The Weinberg junior has been an avid Potterhead since she was in fourth grade, just before “Harry Potter and the Deathly Hallows” came out. The relatable characters and vivid descriptions made the world come to life before her eyes, and she immersed herself in it, she said.

The “Harry Potter” franchise has even made quarantine more bearable for Richmond, as rewatching the movies has provided comfort during a difficult time.

“(I’ve been) watching the movies almost nonstop, not even in a way where I sit down and watch them but if I am going to have something on in the background, it will be the movies. I’ll fall asleep to them if I need background noise,” she said. “It’s been one of my favorite things to do, just to be able to watch something where you sort of know everything that’s going to happen in such an unprecedented time.”

For many fans of “Harry Potter,” the books provide comfort while whisking readers away to another world full of magic, centaurs and spells. Communication sophomore Natalie Rarick has been engrossed by the Wizarding World since she started reading the books in elementary school. She credits the books for her love of storytelling and career goal of creating children’s media for the stage and screen.
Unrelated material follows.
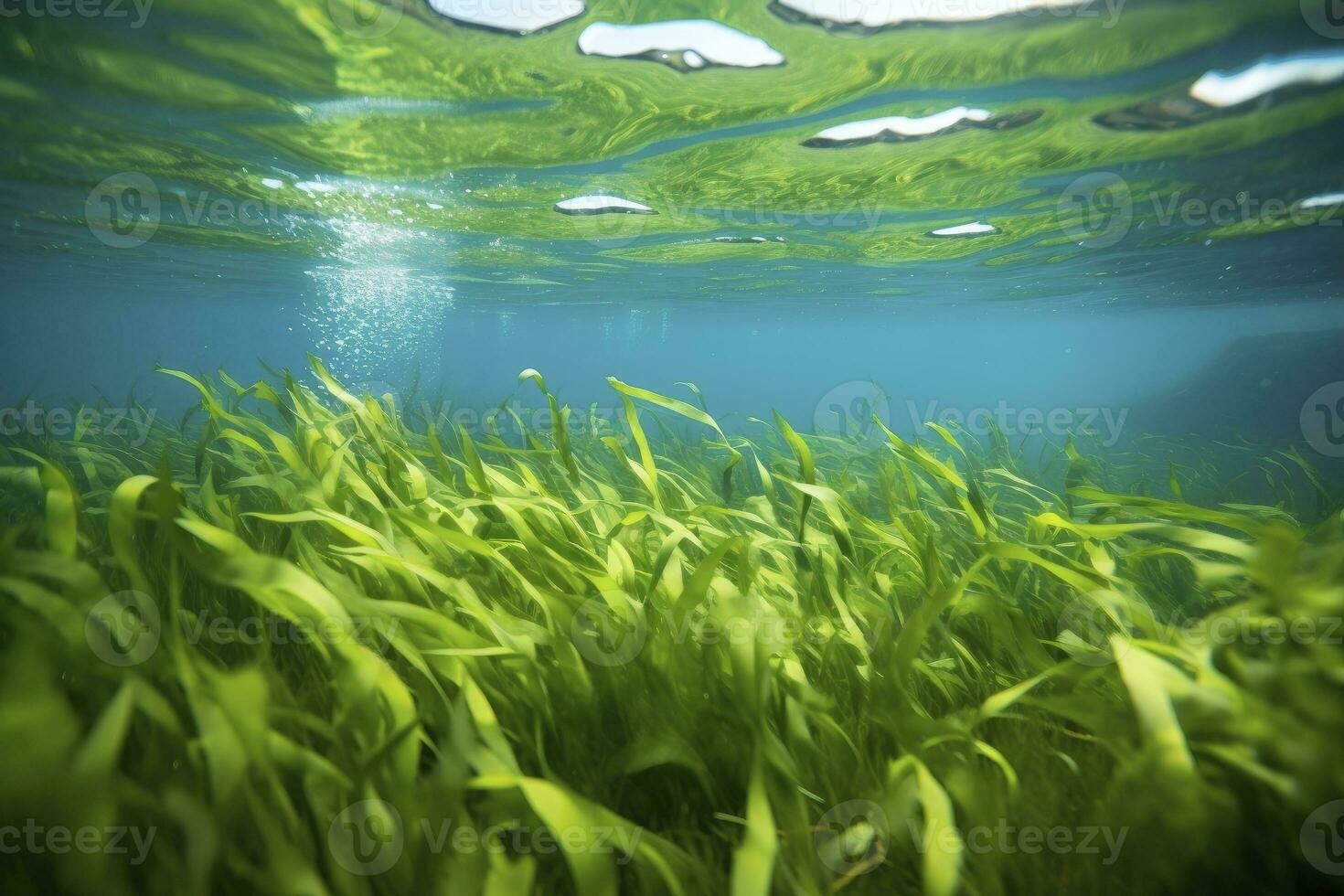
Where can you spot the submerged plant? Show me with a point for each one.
(319, 644)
“Something I love about ‘Harry Potter’ is how it matures with its audience and it becomes more complex and dark and deep as it progresses, which I don’t think many children’s books do,” Rarick said. “It taught me the importance of and how to develop a world that is creative and beautiful and expansive, but also deals with important issues in our world and is not afraid to shy away from the darkness and complexity around us.”

But as the protagonist, Harry Potter, celebrates his 40th birthday on July 31, the creator of the series finds herself mired in controversy. While the books deal with topics such as prejudice and ethnicity in the books, with Death Eaters viewing pure-bloods as the superior group and Muggles and Muggle-borns as less than deserving of being wizards, author J.K. Rowling has expressed transphobic beliefs multiple times. Earlier this summer, she retweeted an article about menstruation and questioned the phrase “people who menstruate,” implying that all women menstruate and everyone who menstruates is a woman.

In December, Rowling also posted in support of Maya Forstater, who lost her job due to transphobic tweets, including one that stated “men cannot change into women.”

Hundreds of “Harry Potter” fans replied, angry that a beloved author would invalidate the existence of members of the transgender community. Richmond was disappointed by Rowling’s tweets, especially after admiring her for many years.

“It’s something that’s so ingrained into people’s lives where it’s so horribly upsetting for such a large group of people, especially for the transgender community who have been using Harry Potter as a form of comfort for so many years,” Richmond said. “It’s hard to wrap your head around how to continue to love this story in these books and movies while not loving the person who created them.”

Given today’s “cancel culture,” Rarick questioned if future generations will read “Harry Potter,” or abandon it due to Rowling’s tweets.

Despite the recent controversy, the books have remained popular. Melissa Thorkilsen, the co-manager and children’s book buyer at Elm Street Books in New Canaan, Conn., noticed that not many people bought the books when she started working there nine years ago. However, there has been a resurgence of popularity in recent years, which she attributes to parents and siblings passing down their enthusiasm for the series, as well as the detailed descriptions, memorable characters and witty prose.

“There’s now a whole new generation of kids who’s getting hooked on it. I think that the movies have helped with that, and I think she’s just such a household name,” Thorkilsen said. “I don’t think that the enthusiasm has dwindled.”